I am not sure how to handle covariates at the moment... I think some sort of adjustment should be discussed but I don't know of the optimal solution. Right now I'm think it would be best to include performance of the model across different covariates in the results viewer.

[dhimmel]

For unsupervised feature construction however, I think it is important to leave all the samples in!

@gwaygenomics in the case of multiple samples per individual are you sure we want to leave those in? I think some unsupervised approaches will assume independent observations.

Currently, the plan is to filter only silent mutations but we could also have a stronger threshold which would reference a database.

That's not our current implementation.
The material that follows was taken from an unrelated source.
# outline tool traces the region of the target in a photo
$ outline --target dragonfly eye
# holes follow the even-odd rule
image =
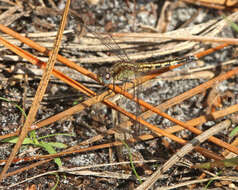
[[[101,68],[99,73],[99,80],[103,84],[111,84],[112,83],[112,76],[109,70],[106,68]]]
We ignore all code orange and code green mutations, based on a classification system developed by the Xena Browser team. See https://github.com/cognoma/cancer-data/issues/2#issuecomment-233088248 for more information and a table of mutation counts by classification.

[gwaybio]

I think some unsupervised approaches will assume independent observations.
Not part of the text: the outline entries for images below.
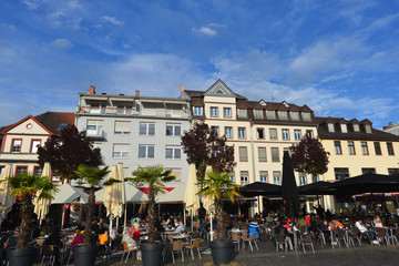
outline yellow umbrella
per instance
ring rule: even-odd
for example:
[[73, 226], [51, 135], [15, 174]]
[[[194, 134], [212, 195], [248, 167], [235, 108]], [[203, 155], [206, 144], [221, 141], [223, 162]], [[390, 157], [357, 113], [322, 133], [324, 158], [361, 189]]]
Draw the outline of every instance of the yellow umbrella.
[[[10, 188], [8, 186], [7, 178], [12, 177], [12, 165], [7, 164], [1, 172], [0, 177], [0, 218], [6, 218], [7, 214], [11, 211], [12, 205], [16, 203], [16, 198], [10, 195]], [[1, 223], [0, 223], [1, 224]]]
[[[44, 163], [42, 175], [48, 176], [51, 180], [51, 166], [49, 162]], [[48, 198], [39, 198], [40, 192], [33, 200], [34, 204], [34, 213], [38, 215], [39, 223], [41, 224], [45, 215], [49, 213], [50, 200]]]

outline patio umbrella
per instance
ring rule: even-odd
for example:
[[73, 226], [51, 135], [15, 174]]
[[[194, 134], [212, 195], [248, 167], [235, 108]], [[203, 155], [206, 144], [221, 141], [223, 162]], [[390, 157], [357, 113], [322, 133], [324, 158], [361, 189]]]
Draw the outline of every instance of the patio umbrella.
[[[192, 231], [193, 231], [193, 216], [194, 212], [200, 208], [198, 187], [196, 185], [196, 170], [195, 164], [190, 165], [187, 185], [184, 194], [185, 209], [190, 211], [192, 217]], [[184, 215], [185, 218], [185, 215]]]
[[16, 198], [10, 195], [10, 188], [8, 186], [7, 178], [12, 176], [12, 165], [7, 164], [1, 172], [0, 177], [0, 225], [7, 217], [7, 214], [11, 211], [12, 205], [16, 203]]
[[[42, 177], [47, 176], [51, 181], [51, 166], [49, 162], [44, 163]], [[49, 213], [50, 200], [48, 198], [39, 198], [41, 192], [38, 192], [38, 195], [33, 200], [34, 209], [33, 212], [38, 215], [39, 224], [41, 225], [43, 218]]]
[[289, 218], [297, 217], [299, 214], [299, 195], [295, 181], [293, 163], [287, 151], [284, 152], [283, 157], [282, 192], [286, 215]]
Good point. Yeah, we should remove those

[ypar]

I think some unsupervised approaches will assume independent observations.

Good point. Yeah, we should remove those

IMO, it is particularly important for unsupervised methods to have a cleanest possible data although one could argue that it is equally important for supervised methods.
e.g. if you do not have proper treatments of confounders and missing values, the first cluster will merely pick out precisely that information and that information only.

[dhimmel]

Discussion on this issue has become off topic. So if we want to keep discussing issues that are not related to processing the PANCAN-clinicalMatrix dataset to extract sample information, let's make new discussions or find an existing discussion that is topical.